En het geloof vloeit voort uit het horen van het evangelie:
Zo is dan het geloof uit het gehoor en het gehoor door het Woord van God (Romeinen 10:17).
Genesis
En in uw Nageslacht (Christus) zullen alle volken van de aarde gezegend worden, omdat u Mijn stem gehoorzaam geweest bent (Genesis 22:18. Zie ook Genesis 12:3, 18:18, 26:4, 28:14, Psalm 2:7 en 8, Psalm 22:28-30, Psalm 72:17, Zacharia 8:23, enz. waar God soortgelijke beloften doet).
God belooft Abraham dat alle volken in Christus gezegend zullen worden, het Joodse volk en alle niet Joodse, heidense volken. Hij heeft het niet over bepaalde mensen uit alle volken, maar over alle volken, dus over alle mensen uit alle volken. Hoe alle volken in Christus gezegend zouden worden, zegt God er hier nog niet bij, maar wij weten dat dit is gebeurd door Christus’ dood en opstanding. Hij is aan het kruis gestorven aan de zonden van alle mensen uit alle volken en weer opgestaan en zo heeft Hij hen gezegend. Paulus zegt dit in Galaten 3:13 en 14:
Christus heeft ons (de Joden) vrijgekocht van de vloek van de wet door voor ons een vloek te worden (en aan het kruis te hangen), want er staat geschreven: Vervloekt is ieder die aan een hout hangt, opdat de zegen van Abraham in Christus Jezus tot de heidenen zou komen, en opdat wij (de Joden) de belofte van de Geest zouden ontvangen door het geloof.
Jesaja
Jezus noemt Zijn kruisdood een verhoging:
- Nu wordt het oordeel over deze wereld voltrokken, (want) nu zal de vorst van deze wereld (de duivel) buitengeworpen worden (en zo overwonnen worden) (zie ook Joh. 16:8-11). En Ik, als Ik van de aarde verhoogd (opgetild, omhoog geheven) ben, zal allen (de duivel met al zijn demonen) naar Mij toe trekken. En dit zei Hij om aan te duiden welke dood Hij zou sterven (Johannes 12:31-33).
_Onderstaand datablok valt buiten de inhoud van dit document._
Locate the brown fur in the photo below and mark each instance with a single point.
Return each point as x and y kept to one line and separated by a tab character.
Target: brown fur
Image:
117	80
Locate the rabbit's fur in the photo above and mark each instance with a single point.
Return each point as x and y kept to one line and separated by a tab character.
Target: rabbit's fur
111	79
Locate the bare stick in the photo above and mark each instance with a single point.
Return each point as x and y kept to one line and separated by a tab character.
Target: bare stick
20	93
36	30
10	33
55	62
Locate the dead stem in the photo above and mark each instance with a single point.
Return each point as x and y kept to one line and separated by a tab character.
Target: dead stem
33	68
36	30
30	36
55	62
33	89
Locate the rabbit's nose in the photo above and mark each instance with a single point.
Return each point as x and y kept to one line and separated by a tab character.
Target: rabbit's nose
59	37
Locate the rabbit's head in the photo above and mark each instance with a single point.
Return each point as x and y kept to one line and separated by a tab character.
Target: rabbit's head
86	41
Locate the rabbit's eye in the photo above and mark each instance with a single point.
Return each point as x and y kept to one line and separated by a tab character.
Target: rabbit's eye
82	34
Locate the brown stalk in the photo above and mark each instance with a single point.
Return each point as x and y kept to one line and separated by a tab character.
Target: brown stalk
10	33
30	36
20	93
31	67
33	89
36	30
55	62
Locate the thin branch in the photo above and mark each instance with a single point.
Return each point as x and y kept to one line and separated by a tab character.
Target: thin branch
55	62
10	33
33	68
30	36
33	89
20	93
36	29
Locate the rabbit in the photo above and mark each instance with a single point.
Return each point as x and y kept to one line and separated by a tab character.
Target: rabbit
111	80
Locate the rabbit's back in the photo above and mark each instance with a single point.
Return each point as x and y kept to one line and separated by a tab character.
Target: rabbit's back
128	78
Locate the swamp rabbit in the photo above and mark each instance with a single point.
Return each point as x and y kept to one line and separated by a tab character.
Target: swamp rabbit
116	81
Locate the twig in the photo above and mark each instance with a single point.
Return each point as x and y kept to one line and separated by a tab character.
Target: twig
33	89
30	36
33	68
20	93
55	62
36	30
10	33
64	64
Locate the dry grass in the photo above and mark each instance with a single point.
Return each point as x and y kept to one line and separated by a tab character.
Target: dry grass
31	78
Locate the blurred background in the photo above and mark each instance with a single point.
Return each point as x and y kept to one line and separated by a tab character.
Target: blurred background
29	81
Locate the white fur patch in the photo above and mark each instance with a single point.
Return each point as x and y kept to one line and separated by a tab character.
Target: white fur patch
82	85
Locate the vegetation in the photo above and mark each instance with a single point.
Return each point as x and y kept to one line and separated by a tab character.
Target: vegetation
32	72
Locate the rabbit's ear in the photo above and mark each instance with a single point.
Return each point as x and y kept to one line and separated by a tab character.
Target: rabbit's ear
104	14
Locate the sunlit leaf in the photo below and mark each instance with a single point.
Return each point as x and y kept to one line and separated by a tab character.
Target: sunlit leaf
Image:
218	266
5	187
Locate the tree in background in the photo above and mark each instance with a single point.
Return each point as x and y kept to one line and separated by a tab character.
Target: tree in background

– De verhoging van Christus aan het kruis was letterlijk een verhoging. Hij werd aan een kruis gespijkerd. Daarna werd dat kruis opgetild, omhoog geheven en rechtop in de grond gezet, waardoor Christus van de grond werd opgetild en tussen hemel en aarde kwam te hangen. En zo werd Hij van de aarde verhoogd.
– De verhoging van Christus aan het kruis was ook figuurlijk een verhoging. Want er werd boven Zijn hoofd aan het kruis een opschrift aangebracht, dat Hem Koning noemde. Hij werd dus verheven tot Koning (wat Hij ook was): En zij brachten boven Zijn hoofd een opschrift aan met de beschuldiging tegen Hem: DIT IS JEZUS, DE KONING VAN DE JODEN (Mattheüs 27:37).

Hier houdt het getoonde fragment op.